Communicational architecture in between instructional upper ontology and decision support systems the relevant

Natural language-based knowledge extraction from RDF or OWL semantic formats is not an easy task. Hence, to methodically perform the task according to the enforced process by the instructional upper ontology, multiples of DSS systems are introduced. Knowledge extraction from RDF or OWL-based semantic formats is executed through multiple resolution layers, synchronized under the control instructional upper ontology. Figure 3 mentioned will elaborate on the step-wise execution of the knowledge extraction process associated with the uploaded RDF/OWL-based knowledge model file. Each cell in Fig. 3 clearly elaborates the steps to be executed in one after another sequentially, from start to end. This entire process can be governed by the communicational architectural structure proposed in Fig. 2.

Fig. 3
figure 3

Overall execution flow of the proposed framework

5 Evaluation

An evaluation strategy can be planned as mentioned in below Fig. 4, to assess the efficacy of the proposed framework for knowledge extraction from semantic Web-based knowledge models.

Fig. 4
figure 4

Suggested evaluation strategy

Figure 4 suggests creating a suitable ontology, covering a sub-discipline related to the crime domain, unless if no appropriate existing ontology is located. The ideal mechanism will be to create a suitable ontology covering a specialized sub-discipline associated with the crime domain. This can be done via brainstorming with a few crime specialists on a selected crime domain.

Crafted ontology can be presented to the suggested framework either as an OWL document or an RDF document. Then, let the framework extract the axioms stored in the ontology and verbalize it in natural English. Henceforth, the verbalized contents can be cross-referenced with the crime specialists who have involved in the ontology creation phase. Then, through their instincts on verbalized output, it can be verified is there any information or important aspects have been missed/lost. Using it as the main evaluation platform, a confusion matrix can be derived to determine the true positives, false positives, false natives and true negatives associated with the verbalized output and ontology contents.

Via the usage of those parameters, evaluation matrices such as recall, precision and F-measure can be derived, to numerically asses the throughput of the verbalization process.

Table 1, depicts the test statistics derived, after exercising the above framework on a crafted crime ontology. Verbalized results are cross-referenced with crime specialists, and Fig. 5 demonstrates the mechanisms associated with deriving of true positives, true negatives, false positives and false negatives leading towards the test statistics calculations presented in Table 1.

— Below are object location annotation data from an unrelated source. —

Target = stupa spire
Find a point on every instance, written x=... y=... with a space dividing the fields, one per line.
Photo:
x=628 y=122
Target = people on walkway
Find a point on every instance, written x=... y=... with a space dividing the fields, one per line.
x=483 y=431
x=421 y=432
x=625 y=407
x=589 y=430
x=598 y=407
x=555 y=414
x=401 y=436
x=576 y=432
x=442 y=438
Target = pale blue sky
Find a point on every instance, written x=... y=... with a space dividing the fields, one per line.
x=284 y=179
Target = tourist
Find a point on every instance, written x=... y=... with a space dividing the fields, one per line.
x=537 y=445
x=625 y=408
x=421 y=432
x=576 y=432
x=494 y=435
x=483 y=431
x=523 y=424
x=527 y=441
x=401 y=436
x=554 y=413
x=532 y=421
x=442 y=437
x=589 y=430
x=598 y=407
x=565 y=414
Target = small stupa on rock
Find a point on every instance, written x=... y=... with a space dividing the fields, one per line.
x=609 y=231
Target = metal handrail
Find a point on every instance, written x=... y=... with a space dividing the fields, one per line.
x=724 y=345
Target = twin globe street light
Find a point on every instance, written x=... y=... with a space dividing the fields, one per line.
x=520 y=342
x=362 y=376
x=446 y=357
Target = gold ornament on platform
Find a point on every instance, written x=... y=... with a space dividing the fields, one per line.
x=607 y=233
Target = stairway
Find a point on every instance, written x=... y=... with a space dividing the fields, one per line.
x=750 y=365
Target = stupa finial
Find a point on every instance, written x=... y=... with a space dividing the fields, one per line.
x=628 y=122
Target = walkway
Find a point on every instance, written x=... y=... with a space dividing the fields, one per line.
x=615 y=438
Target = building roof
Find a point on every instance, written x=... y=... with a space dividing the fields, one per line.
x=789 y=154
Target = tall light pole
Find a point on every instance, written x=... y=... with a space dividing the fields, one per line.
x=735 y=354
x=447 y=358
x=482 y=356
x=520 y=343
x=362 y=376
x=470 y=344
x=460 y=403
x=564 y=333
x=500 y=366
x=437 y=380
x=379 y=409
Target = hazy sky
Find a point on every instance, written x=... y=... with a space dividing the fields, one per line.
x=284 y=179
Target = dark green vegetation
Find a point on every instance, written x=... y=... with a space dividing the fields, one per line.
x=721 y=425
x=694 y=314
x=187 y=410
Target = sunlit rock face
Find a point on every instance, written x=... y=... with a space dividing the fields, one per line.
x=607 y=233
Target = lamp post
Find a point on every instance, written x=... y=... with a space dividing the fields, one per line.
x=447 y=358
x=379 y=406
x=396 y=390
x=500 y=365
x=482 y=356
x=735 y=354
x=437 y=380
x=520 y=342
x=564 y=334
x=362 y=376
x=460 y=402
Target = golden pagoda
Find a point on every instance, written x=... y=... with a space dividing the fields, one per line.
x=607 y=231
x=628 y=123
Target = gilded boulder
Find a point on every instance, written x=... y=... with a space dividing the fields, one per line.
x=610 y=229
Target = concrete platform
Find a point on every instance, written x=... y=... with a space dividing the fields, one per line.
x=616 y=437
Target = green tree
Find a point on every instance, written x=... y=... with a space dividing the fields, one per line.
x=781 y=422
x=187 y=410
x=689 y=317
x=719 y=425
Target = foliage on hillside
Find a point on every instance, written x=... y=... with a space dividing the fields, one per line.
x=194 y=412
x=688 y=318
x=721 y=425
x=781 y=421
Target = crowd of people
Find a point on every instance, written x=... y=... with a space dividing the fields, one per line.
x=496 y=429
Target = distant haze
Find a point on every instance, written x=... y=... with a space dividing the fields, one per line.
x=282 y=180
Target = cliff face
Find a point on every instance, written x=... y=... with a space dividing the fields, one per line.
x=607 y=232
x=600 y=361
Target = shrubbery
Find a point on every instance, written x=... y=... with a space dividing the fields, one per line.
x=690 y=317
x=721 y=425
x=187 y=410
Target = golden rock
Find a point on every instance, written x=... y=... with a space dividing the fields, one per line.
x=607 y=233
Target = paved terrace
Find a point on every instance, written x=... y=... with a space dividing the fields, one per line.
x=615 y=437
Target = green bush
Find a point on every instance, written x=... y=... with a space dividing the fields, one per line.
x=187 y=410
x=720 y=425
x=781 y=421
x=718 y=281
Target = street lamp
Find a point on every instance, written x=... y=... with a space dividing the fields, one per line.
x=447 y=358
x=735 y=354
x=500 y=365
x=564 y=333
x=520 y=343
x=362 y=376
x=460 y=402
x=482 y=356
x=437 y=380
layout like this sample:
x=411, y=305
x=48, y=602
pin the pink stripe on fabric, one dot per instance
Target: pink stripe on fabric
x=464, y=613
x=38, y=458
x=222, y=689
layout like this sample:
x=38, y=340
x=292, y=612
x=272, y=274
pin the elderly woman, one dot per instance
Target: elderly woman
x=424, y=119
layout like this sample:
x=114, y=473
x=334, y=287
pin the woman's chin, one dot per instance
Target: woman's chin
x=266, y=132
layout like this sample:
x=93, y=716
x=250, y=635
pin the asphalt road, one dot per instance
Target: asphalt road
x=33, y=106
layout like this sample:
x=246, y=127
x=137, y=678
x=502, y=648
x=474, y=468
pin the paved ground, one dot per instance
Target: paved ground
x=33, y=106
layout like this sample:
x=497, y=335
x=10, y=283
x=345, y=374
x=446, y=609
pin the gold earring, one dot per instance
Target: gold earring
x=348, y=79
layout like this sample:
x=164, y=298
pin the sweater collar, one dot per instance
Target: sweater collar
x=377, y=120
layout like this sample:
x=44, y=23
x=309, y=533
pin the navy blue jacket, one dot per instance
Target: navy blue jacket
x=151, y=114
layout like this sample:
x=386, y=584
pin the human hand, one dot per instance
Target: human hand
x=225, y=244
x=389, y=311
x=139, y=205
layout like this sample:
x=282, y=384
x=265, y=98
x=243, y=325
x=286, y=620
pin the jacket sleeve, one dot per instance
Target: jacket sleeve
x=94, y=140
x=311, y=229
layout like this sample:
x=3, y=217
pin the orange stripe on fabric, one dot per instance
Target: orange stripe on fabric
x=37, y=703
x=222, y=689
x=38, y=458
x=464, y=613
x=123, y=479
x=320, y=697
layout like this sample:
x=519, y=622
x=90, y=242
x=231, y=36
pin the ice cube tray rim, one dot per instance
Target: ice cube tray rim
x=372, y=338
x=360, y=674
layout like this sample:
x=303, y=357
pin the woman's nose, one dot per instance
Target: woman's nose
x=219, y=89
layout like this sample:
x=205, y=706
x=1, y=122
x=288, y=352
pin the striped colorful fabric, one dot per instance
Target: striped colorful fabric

Table 1 Test statistics of the proposed architecture
Fig. 5
figure 5

Verbalized results assessment

For the experimented scenario of crime knowledge ontology, proposed architecture-based verbalizer has presented a reasonable performance with an approximate overall accuracy above 80%. Even though, it is suggested to verify the performance of this architecture, via exercising it on multiple more knowledge models obtained from a variety of domains.

6 Conclusion

As a futuristic resolution, authors of this paper have proposed an architectural structure for a potential framework which could resolve the technical barriers associated with the effective use of new and existing semantic Web-based knowledge models. Further, as a functional outcome of the proposed framework, it will facilitate natural language-based information dissemination, allowing criminologists, detectives, police officers and students to experience the benefits of the semantic Web, though they are not ontologists or computer specialists. Finally, as the main contribution of this research, the practical applications of this suggested framework design will widen the horizons of semantic Web-based knowledge comprehension and dissemination as its applications are not limited to the crime domain only, making a progressive step for the betterment of mankind.